Whilst this versioning is picked up by pkgdown, where it isn't doesn't exactly match any version in license.db it is just displayed as a text string. Would it be better for build_home_license() to identify where a future provision is included in a package license, then proceed as if the user had used a strict version of the license, before appending the term "or later"?

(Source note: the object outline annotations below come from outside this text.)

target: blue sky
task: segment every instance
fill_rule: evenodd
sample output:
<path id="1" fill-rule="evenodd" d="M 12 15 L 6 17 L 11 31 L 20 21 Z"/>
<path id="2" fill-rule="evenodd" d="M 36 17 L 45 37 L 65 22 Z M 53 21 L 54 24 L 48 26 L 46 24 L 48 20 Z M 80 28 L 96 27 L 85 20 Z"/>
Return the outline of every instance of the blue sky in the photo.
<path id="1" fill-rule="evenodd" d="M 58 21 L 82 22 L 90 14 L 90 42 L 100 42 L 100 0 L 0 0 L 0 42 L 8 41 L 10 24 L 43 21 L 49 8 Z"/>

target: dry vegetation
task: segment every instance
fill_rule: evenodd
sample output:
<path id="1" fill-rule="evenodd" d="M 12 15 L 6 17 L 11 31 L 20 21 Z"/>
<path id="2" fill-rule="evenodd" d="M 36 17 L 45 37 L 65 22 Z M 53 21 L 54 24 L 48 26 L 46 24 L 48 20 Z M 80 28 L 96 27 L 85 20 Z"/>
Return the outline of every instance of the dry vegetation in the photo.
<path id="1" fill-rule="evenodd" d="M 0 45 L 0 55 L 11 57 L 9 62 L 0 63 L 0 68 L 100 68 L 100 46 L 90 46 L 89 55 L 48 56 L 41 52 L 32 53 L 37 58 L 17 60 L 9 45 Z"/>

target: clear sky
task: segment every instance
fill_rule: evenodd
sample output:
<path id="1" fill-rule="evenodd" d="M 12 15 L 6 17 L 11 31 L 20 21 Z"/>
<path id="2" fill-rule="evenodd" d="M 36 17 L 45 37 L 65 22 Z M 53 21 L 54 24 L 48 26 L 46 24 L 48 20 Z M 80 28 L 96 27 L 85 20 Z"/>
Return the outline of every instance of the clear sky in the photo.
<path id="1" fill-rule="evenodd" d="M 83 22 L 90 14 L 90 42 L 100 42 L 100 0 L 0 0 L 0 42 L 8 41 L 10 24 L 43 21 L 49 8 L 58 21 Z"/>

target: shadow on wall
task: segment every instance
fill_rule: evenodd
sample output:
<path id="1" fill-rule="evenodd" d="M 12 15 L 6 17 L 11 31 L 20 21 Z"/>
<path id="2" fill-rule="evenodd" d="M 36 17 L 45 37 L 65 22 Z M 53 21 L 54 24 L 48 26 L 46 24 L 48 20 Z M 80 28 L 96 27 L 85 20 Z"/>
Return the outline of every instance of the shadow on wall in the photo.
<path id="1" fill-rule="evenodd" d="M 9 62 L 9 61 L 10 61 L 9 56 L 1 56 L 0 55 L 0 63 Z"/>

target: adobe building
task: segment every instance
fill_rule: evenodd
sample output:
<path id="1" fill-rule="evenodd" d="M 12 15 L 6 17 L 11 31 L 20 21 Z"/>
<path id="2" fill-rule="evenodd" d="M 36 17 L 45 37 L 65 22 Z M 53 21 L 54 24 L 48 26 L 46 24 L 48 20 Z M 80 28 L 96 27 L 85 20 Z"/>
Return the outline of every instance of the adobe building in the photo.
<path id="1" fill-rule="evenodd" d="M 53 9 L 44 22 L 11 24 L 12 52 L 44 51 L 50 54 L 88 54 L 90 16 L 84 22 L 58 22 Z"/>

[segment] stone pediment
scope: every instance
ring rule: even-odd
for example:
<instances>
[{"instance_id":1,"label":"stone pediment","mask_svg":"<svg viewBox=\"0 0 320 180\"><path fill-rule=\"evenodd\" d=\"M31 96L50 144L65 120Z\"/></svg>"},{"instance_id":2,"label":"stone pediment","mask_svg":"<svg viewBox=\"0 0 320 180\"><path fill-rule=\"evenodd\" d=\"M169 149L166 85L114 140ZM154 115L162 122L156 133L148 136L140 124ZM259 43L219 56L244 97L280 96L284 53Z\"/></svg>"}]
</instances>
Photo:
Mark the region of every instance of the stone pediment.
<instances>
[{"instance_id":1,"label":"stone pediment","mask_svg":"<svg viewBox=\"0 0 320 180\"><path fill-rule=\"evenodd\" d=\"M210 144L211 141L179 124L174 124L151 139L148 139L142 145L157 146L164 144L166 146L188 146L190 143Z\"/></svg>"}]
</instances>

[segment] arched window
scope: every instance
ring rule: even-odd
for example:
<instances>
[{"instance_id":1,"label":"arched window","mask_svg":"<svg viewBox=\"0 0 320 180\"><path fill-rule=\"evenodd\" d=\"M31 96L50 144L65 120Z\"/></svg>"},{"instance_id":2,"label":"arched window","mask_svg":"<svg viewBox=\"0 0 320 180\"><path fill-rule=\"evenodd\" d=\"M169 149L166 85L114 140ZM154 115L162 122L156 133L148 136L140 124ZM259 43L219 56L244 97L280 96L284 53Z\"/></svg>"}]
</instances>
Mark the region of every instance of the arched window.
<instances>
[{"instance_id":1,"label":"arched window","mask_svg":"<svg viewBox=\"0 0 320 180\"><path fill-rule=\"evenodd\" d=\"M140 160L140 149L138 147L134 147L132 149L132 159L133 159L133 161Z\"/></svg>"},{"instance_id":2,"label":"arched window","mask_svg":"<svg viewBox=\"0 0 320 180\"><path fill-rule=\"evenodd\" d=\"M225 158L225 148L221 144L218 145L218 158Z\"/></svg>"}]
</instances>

I think this is a good idea in principle, but if we start down this path, I think we'd need to support the full R license specification, and that's going to be complicated. The code that base R uses is at https://github.com/wch/r-source/blob/d35cfa99425da7f9d57928efa1961dc5f9caaef2/src/library/tools/R/license.R#L83. We could maybe do something like tools:::expand_license_spec_component_from_db("GPL (>=3)"), but the output from that is not super easy to work with.
...
Hmmmm, actually, maybe we could just special case the most common uses of >=:
library(dplyr, warn.conflicts = FALSE)
library(stringr)
packages <- as_tibble(available.packages())
parsed <- packages |>
select(package = Package, license = License) |>
mutate(
or_file = str_detect(license, fixed("| file LICEN[CS]E")),
plus_file = str_detect(license, fixed("+ file LICEN[CS]E")),
license = str_remove(license, " [+|] file LICEN[CS]E")
)
parsed |> count(license, sort = TRUE)
#> # A tibble: 121 × 2
#> license n
#> <chr> <int>
#> 1 GPL-3 4804
#> 2 MIT 4369
#> 3 GPL (>= 2) 4270
#> 4 GPL-2 2454
#> 5 GPL (>= 3) 1816
#> 6 GPL 446
#> 7 GPL-2 | GPL-3 343
#> 8 CC0 232
#> 9 LGPL-3 170
#> 10 Apache License 2.0 160
#> # ℹ 111 more rows
Created on 2024-04-17 with reprex v2.1.0
Looks like if we just handled GPL (>= 2) and GPL (>= 3) that'd get us support for an extra ~6000 packages, which is ~30% of CRAN.
Given this scope, I think this would be a good issue for TDD — it's just a matter of manually writing the HTML for these three cases and then making a named character vector which is used in autolink_license().